It's a strong first showing, or would have been, except it's actually the second level we get to see. The first, which we don't get to play, is called "Big Sister is Watching", and delves deeper into the prototype Big Daddy's background. Set in a place called Siren Alley, "around halfway through the game", it puts you on the path to a pumping station, where you hope to find the means to drain a nearby section of Rapture so you can cross it. This being Rapture, of course, the pumping station is now a collectivist church run by one of Lamb's lieutenants, Father Simon Wales.
Surrounded by his flock of splicers, he's not happy to see you, and a fierce battle ensues. Perhaps the eeriest thing about this demo, however, is a woman's image on the wall. Her name is Eleanor. The game makes it clear that, 10 years ago, she was your Little Sister. Why she is being deified by Wales and his followers is not explained. "Somehow, she's become involved in all of these events," says Jordan Thomas, "and finding out how is one of the mysteries of BioShock 2."

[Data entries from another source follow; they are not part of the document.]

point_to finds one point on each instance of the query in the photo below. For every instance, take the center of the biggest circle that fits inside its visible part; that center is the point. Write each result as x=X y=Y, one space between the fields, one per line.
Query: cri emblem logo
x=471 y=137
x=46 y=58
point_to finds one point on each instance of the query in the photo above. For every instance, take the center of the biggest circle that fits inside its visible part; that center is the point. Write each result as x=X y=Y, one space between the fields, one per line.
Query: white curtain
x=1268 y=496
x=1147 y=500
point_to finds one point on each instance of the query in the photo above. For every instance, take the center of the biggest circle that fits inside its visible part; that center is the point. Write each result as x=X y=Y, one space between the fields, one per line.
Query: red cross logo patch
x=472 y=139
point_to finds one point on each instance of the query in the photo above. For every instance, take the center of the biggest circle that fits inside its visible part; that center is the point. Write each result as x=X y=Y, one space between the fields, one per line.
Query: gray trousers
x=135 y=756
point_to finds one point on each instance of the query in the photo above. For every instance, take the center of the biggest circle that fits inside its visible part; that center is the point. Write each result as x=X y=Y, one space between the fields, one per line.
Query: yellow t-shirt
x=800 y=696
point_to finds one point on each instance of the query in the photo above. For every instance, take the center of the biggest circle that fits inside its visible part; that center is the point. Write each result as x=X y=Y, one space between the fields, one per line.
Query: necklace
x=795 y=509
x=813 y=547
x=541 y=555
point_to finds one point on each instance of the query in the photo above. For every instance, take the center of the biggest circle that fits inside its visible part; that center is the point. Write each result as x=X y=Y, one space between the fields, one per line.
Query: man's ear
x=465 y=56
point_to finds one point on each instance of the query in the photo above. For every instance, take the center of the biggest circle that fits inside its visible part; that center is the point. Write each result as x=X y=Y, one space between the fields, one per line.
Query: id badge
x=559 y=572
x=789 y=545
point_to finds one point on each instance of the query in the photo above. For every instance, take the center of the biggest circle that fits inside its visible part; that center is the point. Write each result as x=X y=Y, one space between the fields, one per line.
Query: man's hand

Perhaps the best thing about this demo, meanwhile, is what happens when you dispatch Wales. Lamb comes on the blower, none too pleased as ever. She's sending a Big Sister after you. Again, it's a movable fight, and it happens to hit in Siren Alley's version of Main Street - a claustrophobic huddle of gaudy wooden saloons and motels - but this time showcases your range of options against these ironclad ladies of the deep. Siren Alley also introduces a new enemy, the Brute splicer, who has been pumping up for 10 years, and thanks to the Hypnotise plasmid you can set him to work at your behest. He can go toe to toe with Big Daddies, mauling you with a series of gorilla-like lunges, and he holds up the Big Sister for a while. Then you finish her off.
Lamb's no idiot though, so just to be on the safe side she's also flooding Siren Alley.
Superficially, BioShock 2 is merely a prettier version of BioShock 1 - no bad thing, since the first game was as artistically lovely as it was technically stunning - but the ensuing flood is a new benchmark for 2K's use of Unreal Engine 3. It's not quite up there with the equivalent scenario in Naughty Dog's recent Uncharted 2, but, to be fair, Drake and company's downpour of technology stops at your knees, whereas these waters advance to the ceiling. As they fill the scene, silence falls. Good thing you're in a diving suit. Bodies hang, lifeless in the water; a shark swims benignly overhead. "Look Delta," says Lamb, referring to you by your prototype designation, "it is the world for which you strive - you, alone among the dead."
After all this, we also get to go hands-on with the multiplayer component. Much of what we said prior to E3 is still valid, but now we know there are more modes than expected, one of which is Capture the Sister - a fast-paced rumble between two teams, one of whom is trying to pick up a Little Sister and bring her to a vent on the other side of the map. The two teams swap roles at the end of each round, and the winner is the team who can capture the most Sisters in their rounds on the offensive.
The customisable loadouts should provide decent depth, and the decision to have one player on the defensive team spawn as a Big Daddy rather than a splicer is a nice touch, which means the defensive team is actually stronger to begin with. 2K Marin and Digital Extremes - the team handling the multiplayer - see this element of the game as much more than an afterthought, or a means of warding off second-hand sales, and while we're still more interested in the single-player, BioShock 2 multiplayer shows a lot of promise.
Yet, for all the things we now know about the game overall, we still know very little. What's happened to Eleanor? Where's Tenenbaum? What does Sinclair want? What does Lamb want? What do the other new plasmids do? And what does a Big Daddy, searching for a girl he's predisposed to care about, and who he hasn't seen for 10 years, do when he finds her?
Based on everything we've seen and played so far, though, the thing that's most exciting about BioShock 2 is the suspicion that these aren't even the right questions - and that we may not even know what they are until we've finished the game next February.
BioShock 2 is due out for PC, PS3 and Xbox 360 on 9th February 2010.